The pulse of environmental carbon-14 released by atom bomb tests in the early years of the Cold War has allowed researchers to understand how humans can still mount an immune response to diverse pathogens well into their 50’s and 60’s, according to a study led by Jonas Frisén at the Karolinska Institute in Sweden, publishing on October 29 in the open-access journal PLOS Biology.
T cells, which are produced by the thymus and represent one of the major arms of our immune defences, have unique and highly variable cell surface receptors that allow them to detect specific molecular patterns presented by pathogens or cancerous cells. Thus, the diversity of a person’s T cell repertoire determines the diversity of pathogens and cancer cells that their immune system can target. But as we age, new T cells are no longer produced by the thymus; instead the T cell pool is maintained by existing T cells replicating clonally.
To investigate how this process is regulated to prevent a loss of T cell diversity with age, the researchers isolated naïve T cells from blood samples of 59 healthy adults and exploited a unique global “experiment.” During the 1950s and 60s, the nuclear weapon tests resulted in a substantial global release into the atmosphere of the radioactive isotope carbon-14 that has since been incorporated into the DNA of the human population.
This handy pulse allowed the scientists to use carbon-14 DNA dating to probe the life history of T cell populations.
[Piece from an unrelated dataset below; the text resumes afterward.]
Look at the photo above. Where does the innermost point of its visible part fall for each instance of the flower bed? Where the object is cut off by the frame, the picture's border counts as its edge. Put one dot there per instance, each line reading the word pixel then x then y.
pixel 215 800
They found that there is a constant turnover of all naïve T cells, but the frequency of cell turnover declines with age from an average of 1.7 years in 20-30-year-olds to 6.6 years in 50-65-year-olds, helping individuals to maintain T cell numbers despite the declining production in the thymus.
The authors also used mass cytometry to show that levels of the CD31 protein–which is highest in T cells produced by the thymus but then progressively dilutes with each clonal division–are correlated with phosphorylation of a transcription factor, NF-kB, which is known to be essential for T cell replication. This means that T cell clones that have divided many times since their production (and are therefore more numerous) are less likely to do so again. The authors suggest that this negative feedback loop may help to prevent certain T cell types coming to dominate the immune cell pool, which would thereby reduce the diversity of pathogens that can be detected.